No... If the shield is floating at both ends, any noise will just move the shield like a leaf floating in the breeze. How much wind did the leaf stop? The floating shield will pick up noise and then retransmit it to the internal conductors.
Quote:
I found another thread in which EveAnna Manley and Monster cable also suggest Option 5 (without cap coupling at one end):

Monster cables unbalanced theory

It's a good read although the OP's posts are a bit redundant.
The cap is a hybrid grounding approach to make the shield more robust at stopping RF, while still NOT providing a low impedance path at mains frequency that could cause loops or unwanted ground contamination.

Note: I didn't make this stuff up. I read it in a book about grounding and shielding a few decades ago.
Quote:
I checked out a reactance chart (nomograph) and if I'm reading it correct a low impedance cable (75, 100, 150 ohms) even at quite high capacitances doesn't start rolling off until quite high frequency. Like, high enough for anyone recording at 44.1khz not to worry about.

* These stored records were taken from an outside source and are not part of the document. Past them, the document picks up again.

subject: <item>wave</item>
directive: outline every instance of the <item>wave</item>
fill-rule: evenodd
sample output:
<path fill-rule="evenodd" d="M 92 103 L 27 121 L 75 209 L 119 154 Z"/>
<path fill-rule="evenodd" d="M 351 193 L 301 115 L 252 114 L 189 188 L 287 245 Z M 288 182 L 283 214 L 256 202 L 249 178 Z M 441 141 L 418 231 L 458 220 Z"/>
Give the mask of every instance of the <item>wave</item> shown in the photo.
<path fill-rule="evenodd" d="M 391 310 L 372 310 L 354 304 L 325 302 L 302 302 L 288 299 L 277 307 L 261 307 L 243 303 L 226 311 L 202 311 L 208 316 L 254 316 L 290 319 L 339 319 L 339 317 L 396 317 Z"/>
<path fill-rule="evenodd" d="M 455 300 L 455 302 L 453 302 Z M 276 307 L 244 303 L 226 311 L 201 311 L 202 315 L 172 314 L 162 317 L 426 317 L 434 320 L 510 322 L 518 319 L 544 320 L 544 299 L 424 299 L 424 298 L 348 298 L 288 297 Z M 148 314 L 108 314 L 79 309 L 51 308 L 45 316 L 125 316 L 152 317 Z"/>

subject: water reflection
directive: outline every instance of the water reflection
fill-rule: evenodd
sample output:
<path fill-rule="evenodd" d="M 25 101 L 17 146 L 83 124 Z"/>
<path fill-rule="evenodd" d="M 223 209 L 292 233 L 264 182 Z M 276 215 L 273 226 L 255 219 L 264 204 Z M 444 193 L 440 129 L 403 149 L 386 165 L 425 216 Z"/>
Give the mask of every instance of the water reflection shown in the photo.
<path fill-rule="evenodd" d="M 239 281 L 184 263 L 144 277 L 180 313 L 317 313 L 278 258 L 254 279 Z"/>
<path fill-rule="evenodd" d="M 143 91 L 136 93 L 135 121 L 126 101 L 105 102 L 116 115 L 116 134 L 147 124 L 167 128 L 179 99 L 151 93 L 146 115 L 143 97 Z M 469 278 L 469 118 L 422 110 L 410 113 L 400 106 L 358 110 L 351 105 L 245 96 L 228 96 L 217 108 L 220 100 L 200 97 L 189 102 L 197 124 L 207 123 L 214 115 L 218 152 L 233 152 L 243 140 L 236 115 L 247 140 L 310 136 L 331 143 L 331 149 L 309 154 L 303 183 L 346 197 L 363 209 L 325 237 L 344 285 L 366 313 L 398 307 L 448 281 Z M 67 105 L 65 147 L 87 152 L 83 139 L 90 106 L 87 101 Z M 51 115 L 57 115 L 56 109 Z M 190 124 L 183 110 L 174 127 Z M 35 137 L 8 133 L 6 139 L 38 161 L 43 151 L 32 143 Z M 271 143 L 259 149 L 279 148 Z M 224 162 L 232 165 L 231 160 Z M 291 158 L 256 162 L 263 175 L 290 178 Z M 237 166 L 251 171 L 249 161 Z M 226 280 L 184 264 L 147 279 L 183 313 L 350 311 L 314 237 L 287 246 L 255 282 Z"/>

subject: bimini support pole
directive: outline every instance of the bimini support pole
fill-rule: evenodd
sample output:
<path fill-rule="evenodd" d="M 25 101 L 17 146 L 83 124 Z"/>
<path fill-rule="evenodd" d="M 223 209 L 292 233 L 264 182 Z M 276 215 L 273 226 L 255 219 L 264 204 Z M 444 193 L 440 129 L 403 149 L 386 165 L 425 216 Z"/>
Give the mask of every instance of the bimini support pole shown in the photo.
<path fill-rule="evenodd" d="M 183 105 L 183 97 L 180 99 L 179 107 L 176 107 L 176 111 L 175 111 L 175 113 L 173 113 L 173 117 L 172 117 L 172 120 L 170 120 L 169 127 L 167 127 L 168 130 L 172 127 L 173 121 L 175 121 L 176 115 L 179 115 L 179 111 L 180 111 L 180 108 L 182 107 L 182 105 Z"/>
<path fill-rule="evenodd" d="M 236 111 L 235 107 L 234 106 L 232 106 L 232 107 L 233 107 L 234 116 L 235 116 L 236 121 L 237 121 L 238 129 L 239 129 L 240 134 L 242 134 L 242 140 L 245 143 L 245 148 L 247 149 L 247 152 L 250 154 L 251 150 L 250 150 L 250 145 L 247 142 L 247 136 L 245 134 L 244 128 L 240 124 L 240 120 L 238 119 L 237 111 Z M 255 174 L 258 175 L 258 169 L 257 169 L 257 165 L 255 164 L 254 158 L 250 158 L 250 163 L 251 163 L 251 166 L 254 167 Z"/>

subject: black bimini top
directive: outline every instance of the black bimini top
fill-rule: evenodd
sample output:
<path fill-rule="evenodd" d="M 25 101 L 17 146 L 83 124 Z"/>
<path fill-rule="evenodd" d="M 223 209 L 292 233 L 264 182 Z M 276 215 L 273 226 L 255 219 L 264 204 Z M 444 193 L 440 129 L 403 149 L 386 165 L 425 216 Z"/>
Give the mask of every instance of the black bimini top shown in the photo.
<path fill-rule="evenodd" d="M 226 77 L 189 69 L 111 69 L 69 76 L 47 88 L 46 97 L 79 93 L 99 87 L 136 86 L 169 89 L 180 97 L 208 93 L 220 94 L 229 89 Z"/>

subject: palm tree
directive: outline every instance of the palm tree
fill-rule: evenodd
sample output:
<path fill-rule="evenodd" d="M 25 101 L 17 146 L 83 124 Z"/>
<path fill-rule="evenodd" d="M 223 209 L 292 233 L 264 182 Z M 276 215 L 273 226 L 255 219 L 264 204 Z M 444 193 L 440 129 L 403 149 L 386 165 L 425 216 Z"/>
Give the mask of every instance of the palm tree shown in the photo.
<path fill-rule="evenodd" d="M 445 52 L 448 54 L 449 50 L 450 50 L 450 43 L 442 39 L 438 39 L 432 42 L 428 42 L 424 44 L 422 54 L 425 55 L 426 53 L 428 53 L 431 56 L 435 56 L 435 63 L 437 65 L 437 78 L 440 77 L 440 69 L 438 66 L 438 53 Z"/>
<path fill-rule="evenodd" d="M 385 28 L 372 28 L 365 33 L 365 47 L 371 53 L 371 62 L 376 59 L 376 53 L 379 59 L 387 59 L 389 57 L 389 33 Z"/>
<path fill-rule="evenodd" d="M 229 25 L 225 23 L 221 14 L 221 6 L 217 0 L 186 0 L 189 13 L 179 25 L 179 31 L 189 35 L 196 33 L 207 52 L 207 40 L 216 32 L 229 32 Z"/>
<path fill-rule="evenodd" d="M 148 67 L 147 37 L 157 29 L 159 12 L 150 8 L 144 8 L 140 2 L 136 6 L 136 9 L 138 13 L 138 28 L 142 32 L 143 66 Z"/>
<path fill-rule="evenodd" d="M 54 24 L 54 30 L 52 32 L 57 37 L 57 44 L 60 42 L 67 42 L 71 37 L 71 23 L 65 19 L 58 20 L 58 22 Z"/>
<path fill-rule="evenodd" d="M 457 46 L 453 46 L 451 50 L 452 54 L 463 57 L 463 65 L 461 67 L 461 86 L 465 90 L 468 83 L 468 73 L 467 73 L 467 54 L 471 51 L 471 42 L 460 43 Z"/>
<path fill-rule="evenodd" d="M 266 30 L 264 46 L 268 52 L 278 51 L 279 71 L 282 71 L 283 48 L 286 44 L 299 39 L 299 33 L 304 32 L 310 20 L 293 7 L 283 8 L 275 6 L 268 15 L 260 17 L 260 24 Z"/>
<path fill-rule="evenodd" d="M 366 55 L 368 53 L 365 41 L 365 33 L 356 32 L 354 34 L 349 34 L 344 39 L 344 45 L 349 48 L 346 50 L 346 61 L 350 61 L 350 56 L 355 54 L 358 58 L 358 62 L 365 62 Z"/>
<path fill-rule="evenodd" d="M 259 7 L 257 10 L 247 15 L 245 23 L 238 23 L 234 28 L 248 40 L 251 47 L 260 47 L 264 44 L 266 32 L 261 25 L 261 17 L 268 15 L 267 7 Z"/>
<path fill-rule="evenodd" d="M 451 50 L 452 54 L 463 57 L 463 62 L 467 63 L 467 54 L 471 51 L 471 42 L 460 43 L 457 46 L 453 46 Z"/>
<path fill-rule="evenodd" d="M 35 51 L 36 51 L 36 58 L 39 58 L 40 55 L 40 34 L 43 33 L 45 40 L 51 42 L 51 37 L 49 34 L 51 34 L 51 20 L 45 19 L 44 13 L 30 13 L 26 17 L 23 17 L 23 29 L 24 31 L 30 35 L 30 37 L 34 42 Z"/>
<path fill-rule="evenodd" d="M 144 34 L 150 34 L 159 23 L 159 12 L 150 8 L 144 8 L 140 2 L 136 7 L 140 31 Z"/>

I may be wrong though but looks that way from what I can see.

Cheers
For audio interfaces all (most?) well designed gear will have a finite source impedance (build out resistors), so the dominant cable frequency response effect will be a simple LPF formed by the build out R and the cable C.

Characteristic cable impedance for modest length audio cables is mostly insignificant at audio frequencies. Even DCR is not very significant except for speaker cables where the current can cause IR voltage losses in long speaker runs. For passing RF and Digital signals the wavelengths are short enough wrt cable length, that characteristic cable impedance and proper terminations do matter (reflections inside the cable interfere with signals).